Von Friedrich Quehl.

Wohl das interessanteste Befestigungswerk und gleichzeitig das erhabenste Denkmal nordalbingischer Vergangenheit, das in seiner Eigenart dem limes romanus in nichts nachsteht und auf einen mehr als tausendjährigen Ursprung zurückblicken kann, ist das Dannevirke, die gewaltige Schutzwehr der Dänen nach Deutschland zu, die dem Vordringen der südlich der Schlei wohnhaften germanischen Völkerstämme geraume Zeit lang trotzigen Widerstand zu leisten vermochte. Die ganze bedeutungsvolle Anlage, nicht von gestern auf heute entstanden, ist noch in unseren Tagen eine imposante Schöpfung und das Ziel der kleinen Menschenflutwelle, die alljährlich auch über diese Gegend sich ergießt, deren Mittelpunkt die mythenhafte Handelsstadt Hithabu ist. Ein Sagenkranz von Immortellen umflicht diesen Erdwall, wuchernd und tausendfältige Blüten treibend, wo an grauen Herbstabenden verheißend, sinnend und spinnend am Totenkleide der Natur die Heidefee sitzt; und wir hören geheimer Stimmen Raunen, gleich als wollten sie den alten Glanz vergangener Tage noch einmal in seinem Zauber vor uns erstehen lassen, um ihn dann für immer dem Zeitenschoß anzuvertrauen. Alljährlich dasselbe Singen und Sagen von Ruhm und unverlöschbaren Heldentaten längst verblichener Geschlechter, die, wie die Fama sagt, »hier um Hithabu (Hedeby) saßen«. Uralte Mythen und der Historie ewige Wahrheit machen das stolze Dannevirke zu einem Anziehungspunkt für Einheimische und ungezählte Fremde und halten es dauernd der Beachtung wert, die es in den weitesten Kreisen der Bevölkerung von jeher gefunden hat.

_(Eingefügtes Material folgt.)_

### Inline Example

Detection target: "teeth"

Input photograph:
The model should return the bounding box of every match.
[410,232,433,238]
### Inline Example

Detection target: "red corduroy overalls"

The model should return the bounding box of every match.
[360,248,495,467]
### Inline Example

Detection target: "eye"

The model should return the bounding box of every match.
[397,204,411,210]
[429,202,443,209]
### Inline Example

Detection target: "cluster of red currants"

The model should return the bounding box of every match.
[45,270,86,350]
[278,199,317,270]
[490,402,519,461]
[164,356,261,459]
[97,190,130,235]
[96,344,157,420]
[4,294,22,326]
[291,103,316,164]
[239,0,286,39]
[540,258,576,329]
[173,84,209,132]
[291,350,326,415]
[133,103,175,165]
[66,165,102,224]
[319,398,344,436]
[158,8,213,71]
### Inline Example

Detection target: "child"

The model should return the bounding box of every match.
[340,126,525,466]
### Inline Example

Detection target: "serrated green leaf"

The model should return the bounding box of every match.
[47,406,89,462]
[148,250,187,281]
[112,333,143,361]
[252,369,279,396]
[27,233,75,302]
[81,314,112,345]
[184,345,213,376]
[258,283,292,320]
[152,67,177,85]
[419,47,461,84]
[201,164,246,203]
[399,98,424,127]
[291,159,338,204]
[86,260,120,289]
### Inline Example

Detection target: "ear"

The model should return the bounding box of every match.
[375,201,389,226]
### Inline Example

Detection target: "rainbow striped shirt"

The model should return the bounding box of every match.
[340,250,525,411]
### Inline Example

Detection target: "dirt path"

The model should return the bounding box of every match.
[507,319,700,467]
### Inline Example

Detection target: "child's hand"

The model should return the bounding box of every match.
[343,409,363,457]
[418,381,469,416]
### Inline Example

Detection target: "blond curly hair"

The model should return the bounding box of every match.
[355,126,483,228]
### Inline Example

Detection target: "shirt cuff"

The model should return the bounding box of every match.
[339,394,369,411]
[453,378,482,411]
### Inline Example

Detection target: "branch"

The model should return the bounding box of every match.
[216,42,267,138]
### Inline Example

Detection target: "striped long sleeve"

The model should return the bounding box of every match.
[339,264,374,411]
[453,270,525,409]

Das von Osten nach Westen mit mehr oder weniger sichtbaren Spuren quer über die cimbrische Halbinsel sich ziehende Dannevirke umfaßt die im Volksmunde mit dem Namen Margaretenwall belegten Schutzanlagen, denen südlich das Kovirke vorgestreckt ist, und die in östlicher Richtung im Osterwall auslaufen. Unter verschiedenen Namen taucht diese Grenzwehr im Laufe der Jahrhunderte auf: Danwirke, Dinawerc, Vallum Danorum, Danawirk, Dannewerk, Dannewirke – alle besagen sie, daß ihre Erbauer Dänen gewesen. Nur ein einziger Weg durchkreuzte einst den Erdwall, der sog. Ochsenweg, der seinen Namen nach den Viehtransporten erhalten hat, die auf ihm in früheren Zeiten in endlosen Zügen von Dänemark nach den Elblanden geleitet wurden. Wo dieser Weg das Dannevirke quert, lag das berühmte Kalegat oder Wiglesdoor, dessen Thietmar, der Bischof von Merseburg, in seinen Annalen Erwähnung tut, und das auch Isarndoor genannt wurde.

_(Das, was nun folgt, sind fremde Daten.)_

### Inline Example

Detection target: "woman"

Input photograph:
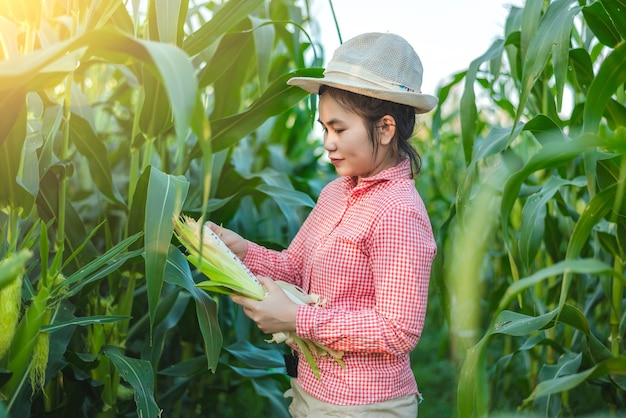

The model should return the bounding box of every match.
[212,32,438,417]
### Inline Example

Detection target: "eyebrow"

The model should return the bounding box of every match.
[317,118,344,126]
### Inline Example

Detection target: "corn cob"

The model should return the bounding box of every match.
[173,215,344,378]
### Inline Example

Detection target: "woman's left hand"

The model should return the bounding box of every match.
[231,276,298,334]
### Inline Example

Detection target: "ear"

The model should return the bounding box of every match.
[378,115,396,145]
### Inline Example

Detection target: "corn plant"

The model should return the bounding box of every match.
[429,0,626,416]
[0,0,327,416]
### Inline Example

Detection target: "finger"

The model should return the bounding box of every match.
[256,275,274,288]
[205,221,226,239]
[205,221,220,233]
[231,295,244,306]
[231,294,257,309]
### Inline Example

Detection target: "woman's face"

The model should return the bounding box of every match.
[318,94,396,180]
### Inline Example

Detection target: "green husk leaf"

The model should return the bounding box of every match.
[173,215,266,300]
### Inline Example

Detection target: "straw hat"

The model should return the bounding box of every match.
[288,32,438,114]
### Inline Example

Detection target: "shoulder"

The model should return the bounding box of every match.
[376,178,426,212]
[318,176,348,199]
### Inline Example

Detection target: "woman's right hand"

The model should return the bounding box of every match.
[205,221,249,261]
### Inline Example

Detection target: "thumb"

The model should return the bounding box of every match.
[257,276,276,290]
[205,221,221,234]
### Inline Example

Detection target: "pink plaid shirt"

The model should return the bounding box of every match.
[243,158,436,405]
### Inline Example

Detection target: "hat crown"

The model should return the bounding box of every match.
[327,32,424,94]
[286,32,438,113]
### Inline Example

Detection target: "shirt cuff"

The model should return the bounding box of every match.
[296,304,317,340]
[242,240,263,267]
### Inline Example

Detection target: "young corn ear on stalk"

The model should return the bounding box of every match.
[30,308,51,393]
[173,215,344,378]
[0,250,32,359]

Den Anlaß zur Aufführung dieses Riesenwerkes mögen die fortgesetzten Kämpfe um den Besitz des innersten Teiles der Schleibucht gegeben haben; doch schon lange vor seinem Ursprung waren derartige Wallanlagen in Cimbrien bekannt, darüber berichten u. a. das Beowulfepos, die Knytlinga- und die Jomsvikingasaga; auch setzten bereits die im 5. Jahrhundert unserer Zeitrechnung nach Britannien auswandernden Angeln dort ihrer Baukunst ein bleibendes Denkmal durch den zum Schutz gegen Pikten und Skoten errichteten Grenzwall.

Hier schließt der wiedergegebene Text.